SOCI 30291. Contemporary Social Theory. This course explores how contemporary theorists and those interested in a theoretical sociology, anthropology or related fields think about societies, how they rearranges themselves, and how social and cultural forms and relations can be analyzed. It addresses connections that transcend national borders and connections that require us to dig deeper than the person and look at the brain. We address different theoretical traditions, including those attempting a diagnosis of our times, and mechanism theories. The overall focus is on defining and agenda setting paradigms in the second half of the 20th century and some new 21st century theorizing. Karin Knorr Cetina, Otto Borchert Distinguished Service Professor
SOCI 30298. Schooling and Social Inequality. How and why do educational outcomes and experiences vary across student populations? What role do schools play in a society's system of stratification? How do schools both contribute to social mobility and to the reproduction of the prevailing social order? This course examines these questions through the lens of social and cultural theory, engaging current academic debates on the causes and consequences of social inequality in educational outcomes. We will engage these debates by studying foundational and emerging theories and examining empirical research on how social inequalities are reproduced or ameliorated through schools. Through close readings of anthropological and sociological case studies of schooling in the U.S, students will develop an understanding of the structural forces and cultural processes that produce inequality in neighborhoods and schools, how they contribute to unequal opportunities, experiences, and achievement outcomes for students along lines of race/ethnicity, class, gender, and immigration status, and how students themselves navigate and interpret this unequal terrain.
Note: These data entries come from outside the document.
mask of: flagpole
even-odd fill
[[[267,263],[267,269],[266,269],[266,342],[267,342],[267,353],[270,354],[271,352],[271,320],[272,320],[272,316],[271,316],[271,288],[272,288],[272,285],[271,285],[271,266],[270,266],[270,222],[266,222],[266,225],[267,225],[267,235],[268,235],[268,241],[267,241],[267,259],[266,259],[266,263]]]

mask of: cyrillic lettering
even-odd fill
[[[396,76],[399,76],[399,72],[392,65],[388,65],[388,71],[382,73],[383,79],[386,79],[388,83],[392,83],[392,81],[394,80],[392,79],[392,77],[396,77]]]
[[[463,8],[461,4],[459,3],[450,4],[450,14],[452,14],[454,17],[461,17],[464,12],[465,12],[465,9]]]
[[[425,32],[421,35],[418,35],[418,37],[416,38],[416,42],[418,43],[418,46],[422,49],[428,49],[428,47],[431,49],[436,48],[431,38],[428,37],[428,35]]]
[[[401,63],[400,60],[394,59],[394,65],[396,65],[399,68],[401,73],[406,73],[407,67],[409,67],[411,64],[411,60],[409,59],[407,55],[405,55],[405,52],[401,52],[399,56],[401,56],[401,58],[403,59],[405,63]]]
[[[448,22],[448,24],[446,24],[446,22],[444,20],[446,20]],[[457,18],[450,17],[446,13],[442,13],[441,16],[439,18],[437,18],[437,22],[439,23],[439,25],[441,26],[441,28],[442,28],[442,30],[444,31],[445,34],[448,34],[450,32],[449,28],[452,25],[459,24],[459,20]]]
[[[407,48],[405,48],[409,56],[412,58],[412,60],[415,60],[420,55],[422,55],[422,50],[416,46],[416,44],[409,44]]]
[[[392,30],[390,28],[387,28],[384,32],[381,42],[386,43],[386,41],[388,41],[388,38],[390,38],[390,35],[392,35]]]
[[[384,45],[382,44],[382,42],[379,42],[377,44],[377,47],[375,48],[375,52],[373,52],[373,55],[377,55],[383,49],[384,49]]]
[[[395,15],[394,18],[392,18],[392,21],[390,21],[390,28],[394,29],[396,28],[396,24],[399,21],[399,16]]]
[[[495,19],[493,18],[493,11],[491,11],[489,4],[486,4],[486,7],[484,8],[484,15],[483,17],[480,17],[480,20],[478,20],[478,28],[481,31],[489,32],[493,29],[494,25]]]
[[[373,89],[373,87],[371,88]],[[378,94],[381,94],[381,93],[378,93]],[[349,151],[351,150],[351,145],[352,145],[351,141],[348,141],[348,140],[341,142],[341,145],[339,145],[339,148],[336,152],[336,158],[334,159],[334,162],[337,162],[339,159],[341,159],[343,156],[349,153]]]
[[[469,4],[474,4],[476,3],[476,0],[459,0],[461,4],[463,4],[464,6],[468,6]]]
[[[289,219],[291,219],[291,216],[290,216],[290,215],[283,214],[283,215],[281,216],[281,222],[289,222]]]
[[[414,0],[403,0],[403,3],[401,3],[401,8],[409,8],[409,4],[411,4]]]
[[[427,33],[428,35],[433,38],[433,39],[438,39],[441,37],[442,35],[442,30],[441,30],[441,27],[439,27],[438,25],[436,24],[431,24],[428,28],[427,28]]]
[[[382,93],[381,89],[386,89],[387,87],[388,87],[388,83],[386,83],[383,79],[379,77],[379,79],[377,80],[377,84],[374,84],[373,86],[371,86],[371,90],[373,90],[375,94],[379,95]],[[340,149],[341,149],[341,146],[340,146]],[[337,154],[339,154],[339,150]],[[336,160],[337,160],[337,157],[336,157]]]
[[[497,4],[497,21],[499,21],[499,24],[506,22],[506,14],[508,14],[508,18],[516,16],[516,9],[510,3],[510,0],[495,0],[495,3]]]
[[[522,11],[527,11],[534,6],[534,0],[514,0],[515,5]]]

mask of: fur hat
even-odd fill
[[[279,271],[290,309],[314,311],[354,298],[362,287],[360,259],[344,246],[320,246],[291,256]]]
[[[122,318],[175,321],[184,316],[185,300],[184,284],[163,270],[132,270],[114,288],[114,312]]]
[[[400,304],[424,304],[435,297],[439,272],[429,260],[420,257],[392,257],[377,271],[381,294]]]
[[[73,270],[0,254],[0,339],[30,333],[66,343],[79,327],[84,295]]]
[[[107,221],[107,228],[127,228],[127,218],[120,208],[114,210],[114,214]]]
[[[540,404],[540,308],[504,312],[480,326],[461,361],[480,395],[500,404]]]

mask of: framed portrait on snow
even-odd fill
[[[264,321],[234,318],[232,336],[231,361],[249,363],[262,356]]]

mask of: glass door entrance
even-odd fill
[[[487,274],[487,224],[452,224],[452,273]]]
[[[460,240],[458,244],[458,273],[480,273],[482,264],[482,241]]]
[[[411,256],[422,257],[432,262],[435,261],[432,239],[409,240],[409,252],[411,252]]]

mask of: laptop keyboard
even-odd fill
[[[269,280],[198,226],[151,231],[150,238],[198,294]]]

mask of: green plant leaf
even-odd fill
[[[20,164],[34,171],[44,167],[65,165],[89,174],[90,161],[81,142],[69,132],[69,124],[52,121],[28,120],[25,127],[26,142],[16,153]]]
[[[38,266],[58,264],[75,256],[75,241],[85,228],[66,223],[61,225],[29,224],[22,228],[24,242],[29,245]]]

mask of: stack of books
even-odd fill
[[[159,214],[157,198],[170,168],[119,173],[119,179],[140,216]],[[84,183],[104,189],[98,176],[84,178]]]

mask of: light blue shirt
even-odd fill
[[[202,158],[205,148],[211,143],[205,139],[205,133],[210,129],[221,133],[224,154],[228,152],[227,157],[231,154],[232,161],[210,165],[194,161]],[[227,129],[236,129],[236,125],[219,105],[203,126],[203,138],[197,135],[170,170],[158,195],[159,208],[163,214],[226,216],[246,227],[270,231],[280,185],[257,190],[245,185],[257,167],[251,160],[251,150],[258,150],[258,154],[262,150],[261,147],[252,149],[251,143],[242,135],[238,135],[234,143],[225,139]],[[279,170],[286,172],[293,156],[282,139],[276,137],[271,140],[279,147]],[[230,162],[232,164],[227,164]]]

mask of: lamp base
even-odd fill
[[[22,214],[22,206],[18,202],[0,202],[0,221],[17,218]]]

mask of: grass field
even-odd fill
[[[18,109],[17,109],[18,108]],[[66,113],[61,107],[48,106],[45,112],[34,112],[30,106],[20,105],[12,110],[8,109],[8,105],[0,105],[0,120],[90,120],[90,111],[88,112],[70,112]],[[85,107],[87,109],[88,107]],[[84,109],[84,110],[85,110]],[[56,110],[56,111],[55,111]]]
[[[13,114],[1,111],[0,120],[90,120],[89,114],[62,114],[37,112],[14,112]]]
We will cover such topics as neighborhood and school segregation; peer culture; social networks; elite schooling; the interaction between home, society and educational institutions; and dynamics of assimilation for students from immigrant communities. Lisa Rosen, Senior Lecturer
SOCI 30326. Digital Ethnography. How can one complete an ethnographic project during a pandemic? What does it mean to do participant observation online? What changes when interviews move to a digital format? This methods course prepares graduate students for ethnographic research in an online environment. We will discuss practical steps to put together a research project—from research design to data collection and analysis. We will cover epistemological, ethical, and practical matters in online ethnographic research, and read articles and books showcasing methods for the study of virtual worlds (both game and nongame). Students will be required to formulate a preliminary research question at the beginning of the course and will conduct a few weeks of ethnographic research in a virtual field site of their choosing. Each week students will produce field notes to be exchanged and discussed in class, and as a final project they will be asked to write a research proposal or a short paper based on their observations. This is an online course which features a blend of synchronous discussions and asynchronous ethnographic assignments. Cate Fugazzola, Assistant Senior Instructional Professor
SOCI 50122. Theories of Race and Racism. This course is designed for to provide an overview of sociological perspectives on race and racism in the US. While we will read classic and contemporary theory and research on race in the United States, our focus will be on getting up to date on the contemporary state of the study of race and racism in sociology and closely related fields. Throughout, our goal will be to consider race both as a source of identity and social differentiation as well as a system of privilege, power and inequality affecting everyone in society, albeit in different ways. By taking up several important debates in the literature, the course will offer you a solid entry point into the study of race and racism in the US. Joyce Bell, Associate Professor
Workshops
Students are invited to participate in a program of Graduate Workshops in the Humanities and the Social Sciences, a series of interdepartmental discussion groups that bring faculty and advanced graduate students together to discuss their current work.